Wen Ying Wu studied a CRISPR-Cas system that enables precise modification of DNA. The title of the thesis is pasted into the DNA code, much like would be done through CRISPR-Cas. Literally cut because the holes offer a peek at the title printed on the next page.
The DNA letters (AGTC) are not randomly selected. Geneticists will be able to discern the code of the proteins she studied in the letters, says Wen Ying Wu. Inside the thesis, this concept is repeated. Each chapter is preceded by a title page featuring the DNA sequence discussed in the chapter.
The online election was a head-to-head competition. How did you gather your 1638 votes?
‘I sent an email to the two groups at which I worked: Microbiology and Synthetic Biology. That is already quite a group of people. Moreover, I reached out to friends and family through WhatsApp and Facebook, asking them to vote for me.’
How did the concept for the cover originate?
‘It began with a brainstorm session with designer Nicky Vermeer of Univorm on my work. He developed this concept, which I really liked. Together, we detailed it further. The letters contain a hidden DNA code you can search for, just as the CRISPR-Cas system does. It’s like word feud, but more challenging. The holes cut into the cover over the title are very cool. When you open the book, you can see the title clearly. Almost as if the CRISPR-Cas protein found its target.’
You have put a lot of effort into your cover. Is the cover important to you?

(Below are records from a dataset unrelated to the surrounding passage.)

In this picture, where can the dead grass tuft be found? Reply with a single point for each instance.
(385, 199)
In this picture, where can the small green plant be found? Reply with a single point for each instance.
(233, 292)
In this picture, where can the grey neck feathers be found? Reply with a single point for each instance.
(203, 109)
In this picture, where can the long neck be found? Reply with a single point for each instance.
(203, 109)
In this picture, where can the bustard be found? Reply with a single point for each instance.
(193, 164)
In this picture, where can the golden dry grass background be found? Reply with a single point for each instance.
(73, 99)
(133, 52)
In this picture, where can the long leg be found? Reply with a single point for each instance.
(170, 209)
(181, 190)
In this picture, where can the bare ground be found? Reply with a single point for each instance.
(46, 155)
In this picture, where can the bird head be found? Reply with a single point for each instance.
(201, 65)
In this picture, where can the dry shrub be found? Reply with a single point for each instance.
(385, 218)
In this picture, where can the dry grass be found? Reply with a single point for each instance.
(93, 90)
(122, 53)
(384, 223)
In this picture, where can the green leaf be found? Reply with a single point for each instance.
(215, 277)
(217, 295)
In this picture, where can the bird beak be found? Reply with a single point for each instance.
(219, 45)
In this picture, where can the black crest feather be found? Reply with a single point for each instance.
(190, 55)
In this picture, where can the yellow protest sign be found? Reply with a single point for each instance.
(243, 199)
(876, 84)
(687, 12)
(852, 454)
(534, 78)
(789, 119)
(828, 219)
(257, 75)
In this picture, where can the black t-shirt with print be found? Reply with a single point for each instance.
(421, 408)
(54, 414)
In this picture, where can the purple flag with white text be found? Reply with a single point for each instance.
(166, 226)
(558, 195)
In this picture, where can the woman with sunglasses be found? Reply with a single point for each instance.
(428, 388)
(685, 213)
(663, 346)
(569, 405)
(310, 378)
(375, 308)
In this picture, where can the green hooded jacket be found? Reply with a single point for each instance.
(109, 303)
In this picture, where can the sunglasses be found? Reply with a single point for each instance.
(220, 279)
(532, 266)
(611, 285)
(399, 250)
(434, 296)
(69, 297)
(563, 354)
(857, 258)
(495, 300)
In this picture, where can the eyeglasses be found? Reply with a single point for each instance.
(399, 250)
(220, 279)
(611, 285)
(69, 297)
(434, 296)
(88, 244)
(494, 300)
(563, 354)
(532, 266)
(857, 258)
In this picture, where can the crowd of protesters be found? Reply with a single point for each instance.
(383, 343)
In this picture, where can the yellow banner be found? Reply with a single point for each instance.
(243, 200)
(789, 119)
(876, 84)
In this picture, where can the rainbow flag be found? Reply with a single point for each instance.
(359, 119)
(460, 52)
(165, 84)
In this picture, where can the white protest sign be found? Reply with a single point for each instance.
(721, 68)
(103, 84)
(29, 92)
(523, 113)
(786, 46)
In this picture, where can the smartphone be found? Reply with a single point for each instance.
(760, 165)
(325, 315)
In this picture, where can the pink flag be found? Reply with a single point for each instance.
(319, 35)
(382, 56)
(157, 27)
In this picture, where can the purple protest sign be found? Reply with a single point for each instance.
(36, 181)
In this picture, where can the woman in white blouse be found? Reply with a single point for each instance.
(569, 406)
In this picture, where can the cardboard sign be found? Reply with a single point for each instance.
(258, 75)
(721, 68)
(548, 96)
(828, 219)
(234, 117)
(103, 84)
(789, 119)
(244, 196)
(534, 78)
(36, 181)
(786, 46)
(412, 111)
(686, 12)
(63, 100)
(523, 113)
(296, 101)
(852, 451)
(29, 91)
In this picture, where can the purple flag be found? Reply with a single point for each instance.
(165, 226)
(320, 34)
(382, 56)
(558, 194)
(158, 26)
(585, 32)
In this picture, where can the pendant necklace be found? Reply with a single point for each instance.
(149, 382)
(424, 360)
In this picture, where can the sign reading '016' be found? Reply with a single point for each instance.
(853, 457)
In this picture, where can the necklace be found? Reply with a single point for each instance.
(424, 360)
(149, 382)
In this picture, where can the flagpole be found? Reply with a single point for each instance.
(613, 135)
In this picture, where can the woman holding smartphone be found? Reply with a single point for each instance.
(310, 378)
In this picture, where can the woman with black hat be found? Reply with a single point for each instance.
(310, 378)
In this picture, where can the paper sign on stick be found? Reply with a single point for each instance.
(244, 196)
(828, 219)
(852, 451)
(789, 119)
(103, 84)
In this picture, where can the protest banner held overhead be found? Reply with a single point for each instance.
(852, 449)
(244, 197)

‘Yes, I have wanted a beautiful cover for a long time. It allows you to make a personal statement in your thesis. There are barely any restrictions which means you can get creative. Originally, I wanted to design something myself, but the lockdown prompted me to enlist the services of a designer. If I cannot have a graduation party, I at least want the most gorgeous thesis cover possible.’
How do you envision your future in science?
‘I am currently working as a postdoc at Microbiology, where I did my PhD. I will soon transfer to a postdoc position elsewhere. I will, of course, stay in the field if science. To me, science is like a box filled with numerous exciting and unknown things. I hope that excitement never ends!’